Finishing diet formulation fed days 56 to 180
| CON | POS | RPL | |
|---|---|---|---|
| DM, % as fed | 68.4 | 68.2 | 68.2 |
| Ingredient, % DM | |||
| Dry-rolled corn | 50.0 | 50.0 | 50.0 |
| DDGS | 8.0 | 1.3 | 7.56 |
| Corn silage | 16.0 | 16.0 | 16.0 |
| Sweet Brana | 21.0 | 21.0 | 21.0 |
| Amino Plusb | - | 6.7 | - |
| AjiPro-Lc | - | - | 0.44 |
| Microingredient pre-mixd | 5.0 | 5.0 | 5.0 |
| Analyzed compositione, % DM | |||
| Crude protein | 12.8 | 15.2 | 13.5 |
| NDF | 19.1 | 17.0 | 18.7 |
| Ether extract | 4.4 | 7.4 | 5.1 |
| Ala | 0.77 | 0.81 | 0.78 |
| Asp | 0.71 | 0.93 | 0.74 |
| Cys | 0.21 | 0.28 | 0.27 |
| Glu | 1.81 | 2.17 | 1.90 |
| Gly | 0.48 | 0.55 | 0.50 |
| Ile | 0.32 | 0.37 | 0.34 |
| Leu | 1.11 | 1.18 | 1.15 |
| Lys | 0.37 | 0.49 | 0.58 |
| Met | 0.18 | 0.24 | 0.21 |
| Pro | 0.91 | 0.97 | 0.99 |
| Thr | 0.42 | 0.48 | 0.45 |
| Val | 0.45 | 0.50 | 0.48 |
| Calculated NEgf, Mcal/kg | 1.42 | 1.36 | 1.41 |
aBranded wet corn gluten feed (Cargill Corn Milling, Blair, NE).

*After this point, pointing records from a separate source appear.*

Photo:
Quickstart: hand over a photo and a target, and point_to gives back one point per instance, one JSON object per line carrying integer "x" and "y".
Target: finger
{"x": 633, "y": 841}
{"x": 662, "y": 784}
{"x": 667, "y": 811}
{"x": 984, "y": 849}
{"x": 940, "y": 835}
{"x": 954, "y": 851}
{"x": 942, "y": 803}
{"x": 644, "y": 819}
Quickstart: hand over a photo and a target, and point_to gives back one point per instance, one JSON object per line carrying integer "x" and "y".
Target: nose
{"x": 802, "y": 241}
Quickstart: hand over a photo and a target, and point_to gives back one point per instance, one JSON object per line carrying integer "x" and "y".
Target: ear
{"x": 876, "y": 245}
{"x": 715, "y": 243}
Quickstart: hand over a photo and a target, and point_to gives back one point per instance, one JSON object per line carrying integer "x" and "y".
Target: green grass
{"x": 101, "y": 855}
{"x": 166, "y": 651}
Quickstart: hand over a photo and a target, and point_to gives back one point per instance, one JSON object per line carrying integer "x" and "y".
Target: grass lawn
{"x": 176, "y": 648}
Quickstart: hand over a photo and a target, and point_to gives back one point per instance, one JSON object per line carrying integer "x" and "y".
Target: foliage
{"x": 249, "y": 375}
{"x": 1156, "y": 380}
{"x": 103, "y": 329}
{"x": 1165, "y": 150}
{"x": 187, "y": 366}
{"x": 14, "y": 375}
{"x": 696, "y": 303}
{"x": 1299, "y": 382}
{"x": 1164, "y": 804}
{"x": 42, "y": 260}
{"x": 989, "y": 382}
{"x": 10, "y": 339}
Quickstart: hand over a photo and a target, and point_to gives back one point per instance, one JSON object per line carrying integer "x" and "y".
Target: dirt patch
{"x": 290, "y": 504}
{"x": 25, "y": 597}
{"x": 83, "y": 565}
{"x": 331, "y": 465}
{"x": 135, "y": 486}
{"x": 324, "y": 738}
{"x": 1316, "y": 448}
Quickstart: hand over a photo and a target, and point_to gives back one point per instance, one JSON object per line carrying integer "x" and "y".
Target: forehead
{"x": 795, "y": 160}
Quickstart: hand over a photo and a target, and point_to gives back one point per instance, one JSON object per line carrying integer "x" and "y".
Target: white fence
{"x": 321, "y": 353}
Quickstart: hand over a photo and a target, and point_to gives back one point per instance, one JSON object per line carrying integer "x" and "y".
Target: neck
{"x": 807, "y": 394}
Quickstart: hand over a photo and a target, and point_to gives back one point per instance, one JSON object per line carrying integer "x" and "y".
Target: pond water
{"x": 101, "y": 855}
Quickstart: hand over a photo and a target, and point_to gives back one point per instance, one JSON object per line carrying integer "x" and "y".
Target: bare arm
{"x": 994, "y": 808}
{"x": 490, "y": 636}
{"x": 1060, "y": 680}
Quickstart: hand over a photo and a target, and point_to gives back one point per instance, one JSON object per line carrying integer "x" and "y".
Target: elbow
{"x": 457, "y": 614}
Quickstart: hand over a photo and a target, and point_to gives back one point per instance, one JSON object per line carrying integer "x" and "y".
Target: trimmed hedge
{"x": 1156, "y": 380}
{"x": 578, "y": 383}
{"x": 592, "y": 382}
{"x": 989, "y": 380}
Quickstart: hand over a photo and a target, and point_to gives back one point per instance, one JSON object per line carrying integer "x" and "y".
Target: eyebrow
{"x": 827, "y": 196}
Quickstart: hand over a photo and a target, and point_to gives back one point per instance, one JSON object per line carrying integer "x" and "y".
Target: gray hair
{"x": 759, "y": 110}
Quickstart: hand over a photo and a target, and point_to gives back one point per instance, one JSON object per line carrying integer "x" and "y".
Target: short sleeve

bTrademarked soybean meal (Ag Processing Inc, Omaha, NE).
cRumen-protected Lys product (Ajinomoto Animal Nutrition North America).
dVitamin and mineral pre-mix provided per kilogram of diet DM: 0.15 mg Co (cobalt carbonate), 10 mg Cu (copper sulfate), 20 mg Mn (manganese sulfate), 0.1 mg Se (sodium selenite), 30 mg Zn (zinc sulfate), 0.5 mg I (calcium iodate), and 2,200 IU vitamin A and 25 IU vitamin E (DSM Nutritional Products, Ames, IA). Provided as a percentage of total diet DM: dried distillers grain (3.04%), limestone (1.50%), salt (0.31%), and Rumensin 90 (0.015%).
eFrom Dairyland, Inc. (Arcadia, WI) TMR analysis.
fCalulated using NEg values of feedstuffs from Nutrient Requirements of Beef Cattle (NASEM, 2016).
Sample Collection and Analysis
Ingredients and diets were sampled weekly and analyzed for dry matter (DM) content by placing samples in a 70 °C forced-air oven for 48 h until all moisture was evaporated. Composites were created and sent to Dairyland Laboratories (Arcadia, WI) for nutrient composition (methods 990.03 and 920.39; AOAC, 1996) and amino acid profiling (Gehrke et al., 1985; Elkin and Griffith, 1985). Ingredients were individually composited for the entirety of the trial. Total mixed rations were composited by diet for growing and finishing. All composites were made using frozen samples that had not been dried.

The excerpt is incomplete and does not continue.